The Lictor spoke not with words, but with images. 

Altair saw the body of Saphentis, smoldering on _Tribunica_. He saw Urkrathos decieve the entire fleet he had summoned. He saw the epic battle over the station, ending with _Rocoulm_ being boarded and severly damaged by the Reclaimed. 

The Lictor finished with a complex hand symbol Altair recognized as the same type his Marines used without their helmet comlinks. 

_Enemies ahead, many._

Altair nodded. Vrael rushed back into the room, his robes flowing behind him.

"Brother, the fleet is summoned. They wait for us at Thassocles!"

Altair noticed Vrael. "Excellent. Give our friend here a room and some fresh food."

Vrael began to move toward Forris, but Altair nodded toward the Lictor. Vrael nodded and led the Lictor out of the room.

-------------------------------------------------

Six hours later by Warp Jump, _Aay'han_ met up with the main Reclaimed fleet.
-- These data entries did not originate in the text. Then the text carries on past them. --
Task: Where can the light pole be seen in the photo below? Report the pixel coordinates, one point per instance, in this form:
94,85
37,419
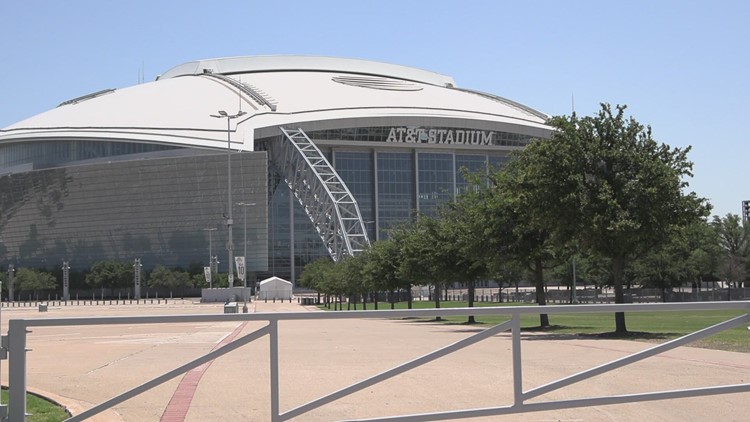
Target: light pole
210,255
223,114
244,226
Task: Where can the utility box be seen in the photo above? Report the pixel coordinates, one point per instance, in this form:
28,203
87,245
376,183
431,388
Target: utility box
230,308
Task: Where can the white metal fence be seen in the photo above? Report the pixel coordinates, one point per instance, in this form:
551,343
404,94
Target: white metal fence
15,345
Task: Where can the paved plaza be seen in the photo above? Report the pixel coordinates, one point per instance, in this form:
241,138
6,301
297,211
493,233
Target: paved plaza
84,365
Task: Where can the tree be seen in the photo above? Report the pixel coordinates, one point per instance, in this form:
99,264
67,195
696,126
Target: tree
164,278
382,269
510,224
734,242
33,281
611,186
110,275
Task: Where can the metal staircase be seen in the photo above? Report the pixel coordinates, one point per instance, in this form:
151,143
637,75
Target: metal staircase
321,192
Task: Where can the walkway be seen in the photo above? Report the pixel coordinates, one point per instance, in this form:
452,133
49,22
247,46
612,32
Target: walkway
318,357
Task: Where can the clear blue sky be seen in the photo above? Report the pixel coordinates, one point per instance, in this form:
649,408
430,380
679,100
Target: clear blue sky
680,66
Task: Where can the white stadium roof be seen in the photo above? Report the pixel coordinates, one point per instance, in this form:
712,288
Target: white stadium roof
300,91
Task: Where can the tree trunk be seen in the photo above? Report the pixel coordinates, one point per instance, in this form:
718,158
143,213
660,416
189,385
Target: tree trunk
472,290
541,298
618,266
437,300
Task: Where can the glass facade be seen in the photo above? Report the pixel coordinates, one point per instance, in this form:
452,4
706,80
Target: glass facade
396,189
436,181
64,201
423,134
47,154
155,209
355,169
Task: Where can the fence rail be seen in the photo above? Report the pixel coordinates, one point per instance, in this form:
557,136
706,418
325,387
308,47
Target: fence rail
15,343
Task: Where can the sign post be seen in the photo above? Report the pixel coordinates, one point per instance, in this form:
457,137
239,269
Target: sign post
11,273
240,264
66,281
137,277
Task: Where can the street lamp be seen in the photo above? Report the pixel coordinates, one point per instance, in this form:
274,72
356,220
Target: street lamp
223,114
210,255
245,205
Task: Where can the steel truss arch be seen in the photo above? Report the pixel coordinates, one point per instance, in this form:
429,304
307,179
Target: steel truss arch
322,193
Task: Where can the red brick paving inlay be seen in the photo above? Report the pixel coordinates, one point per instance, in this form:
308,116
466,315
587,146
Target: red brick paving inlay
179,404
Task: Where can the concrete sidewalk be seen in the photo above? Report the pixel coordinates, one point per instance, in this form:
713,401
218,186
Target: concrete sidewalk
81,366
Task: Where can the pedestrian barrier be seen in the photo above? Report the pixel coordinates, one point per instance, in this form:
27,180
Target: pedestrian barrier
15,344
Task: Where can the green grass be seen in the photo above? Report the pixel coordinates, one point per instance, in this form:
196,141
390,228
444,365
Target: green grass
642,326
41,410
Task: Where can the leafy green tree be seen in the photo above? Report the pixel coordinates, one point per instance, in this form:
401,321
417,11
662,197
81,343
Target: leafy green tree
424,258
612,187
110,275
457,233
164,278
382,268
734,242
29,280
511,224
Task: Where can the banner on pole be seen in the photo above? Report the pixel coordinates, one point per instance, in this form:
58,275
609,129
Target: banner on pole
207,273
240,264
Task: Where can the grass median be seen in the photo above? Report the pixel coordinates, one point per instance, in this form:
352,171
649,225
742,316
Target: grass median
642,326
40,409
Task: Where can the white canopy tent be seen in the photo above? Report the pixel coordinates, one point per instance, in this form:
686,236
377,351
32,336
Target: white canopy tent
275,288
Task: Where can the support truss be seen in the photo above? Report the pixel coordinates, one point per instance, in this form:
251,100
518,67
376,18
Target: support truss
324,196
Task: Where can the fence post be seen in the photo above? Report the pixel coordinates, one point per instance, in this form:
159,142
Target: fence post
517,361
17,372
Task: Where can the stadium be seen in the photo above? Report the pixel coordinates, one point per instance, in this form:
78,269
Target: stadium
297,157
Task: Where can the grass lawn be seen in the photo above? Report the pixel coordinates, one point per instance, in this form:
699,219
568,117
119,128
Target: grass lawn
40,409
643,326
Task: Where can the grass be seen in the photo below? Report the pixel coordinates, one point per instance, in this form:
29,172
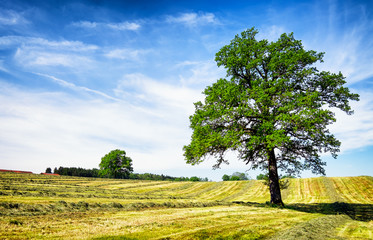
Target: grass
61,207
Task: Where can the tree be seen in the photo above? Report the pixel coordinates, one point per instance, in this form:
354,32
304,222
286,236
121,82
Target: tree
241,176
116,164
226,177
273,110
194,179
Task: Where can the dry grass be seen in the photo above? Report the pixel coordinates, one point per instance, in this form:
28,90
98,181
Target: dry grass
59,207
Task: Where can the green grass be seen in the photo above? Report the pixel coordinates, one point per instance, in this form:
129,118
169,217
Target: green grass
61,207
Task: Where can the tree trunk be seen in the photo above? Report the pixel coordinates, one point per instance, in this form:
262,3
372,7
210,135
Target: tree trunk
274,185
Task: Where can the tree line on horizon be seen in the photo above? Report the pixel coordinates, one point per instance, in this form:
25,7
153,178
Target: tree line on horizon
82,172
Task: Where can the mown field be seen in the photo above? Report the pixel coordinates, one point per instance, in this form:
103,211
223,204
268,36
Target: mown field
59,207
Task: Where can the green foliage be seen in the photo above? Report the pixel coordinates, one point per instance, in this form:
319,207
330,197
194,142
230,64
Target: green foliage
226,177
237,176
262,177
116,164
194,179
78,172
273,108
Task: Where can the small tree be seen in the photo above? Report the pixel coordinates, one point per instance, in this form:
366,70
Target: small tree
241,176
274,109
116,164
226,177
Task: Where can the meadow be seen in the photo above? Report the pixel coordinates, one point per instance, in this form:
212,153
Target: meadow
61,207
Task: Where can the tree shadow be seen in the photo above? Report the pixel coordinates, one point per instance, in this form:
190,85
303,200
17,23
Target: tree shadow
356,211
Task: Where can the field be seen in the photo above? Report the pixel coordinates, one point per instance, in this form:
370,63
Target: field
60,207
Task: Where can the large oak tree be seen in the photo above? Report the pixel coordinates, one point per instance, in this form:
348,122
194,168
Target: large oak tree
274,108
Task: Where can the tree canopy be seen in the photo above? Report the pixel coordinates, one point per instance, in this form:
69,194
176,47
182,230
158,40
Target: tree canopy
273,108
116,164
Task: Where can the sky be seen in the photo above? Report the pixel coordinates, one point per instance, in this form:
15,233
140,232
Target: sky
81,78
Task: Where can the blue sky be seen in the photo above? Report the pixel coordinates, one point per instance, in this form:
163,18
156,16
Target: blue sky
81,78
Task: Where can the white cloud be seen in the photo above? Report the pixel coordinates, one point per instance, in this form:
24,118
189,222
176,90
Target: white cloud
72,86
201,73
193,19
33,57
126,54
10,18
54,129
42,52
85,24
355,131
41,43
124,26
121,26
161,95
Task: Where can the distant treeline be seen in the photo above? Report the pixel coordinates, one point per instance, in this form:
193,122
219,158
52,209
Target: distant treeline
81,172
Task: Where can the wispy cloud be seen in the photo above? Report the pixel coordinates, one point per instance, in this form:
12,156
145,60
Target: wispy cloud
356,131
193,19
42,43
9,17
126,54
39,52
74,87
121,26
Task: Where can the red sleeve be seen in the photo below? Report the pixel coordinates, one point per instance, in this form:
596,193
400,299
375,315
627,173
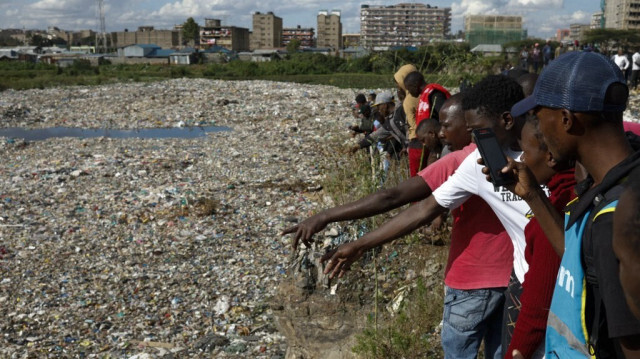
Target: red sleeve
537,291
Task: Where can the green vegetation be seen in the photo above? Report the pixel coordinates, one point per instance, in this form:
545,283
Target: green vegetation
442,63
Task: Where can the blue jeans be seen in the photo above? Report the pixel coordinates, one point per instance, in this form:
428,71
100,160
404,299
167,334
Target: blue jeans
469,317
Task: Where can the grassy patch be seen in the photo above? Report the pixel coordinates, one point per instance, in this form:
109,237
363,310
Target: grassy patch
412,331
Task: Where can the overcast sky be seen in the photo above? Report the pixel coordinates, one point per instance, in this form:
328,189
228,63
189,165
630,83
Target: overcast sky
542,17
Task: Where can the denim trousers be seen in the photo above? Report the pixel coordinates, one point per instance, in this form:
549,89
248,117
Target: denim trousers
469,317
Altair sped over to _Cult of Delieverace_ by utility shuttle, the vast War Barge's hangers (capable of docking _Aay'han_ itself) swallowing up his tiny vessel. Altair made a quick stop at the refresment table, picking up the entire pot of recaf and slowly sipping it while he sat down. The other pirate captains were already there, in addition to Lord Balthur, master of the Reclaimed and lord over _Cult of Delieverance_.

The other captains were in regs or carapace armor, as was custom at the meetings. They all stared at Altair as he sat down in the stone chair at the end of the table, opposite to Balthur. Damien, the captain of _Ven'couyt_, the ship Altair was most familiar with besides his own, nodded in greeting. He too was wearing a suit of Power Armor. No sense in being unprepared, thought Altair.

Balthur chuckled heartily. "Anything else?"

Altair gestured with the pot of recaf. "I could use a refill."

Balthur nodded and sent the most disapproving-looking of the assembled captains to fetch a second pot. A gleam of mischief shone in the old Space Marine's eye, and Altair decided he liked the Lord Commander.

Once Altair had recovered the pot from the flunky captain, Blathur rose and a hololith exploded into being from a projecter set in the table.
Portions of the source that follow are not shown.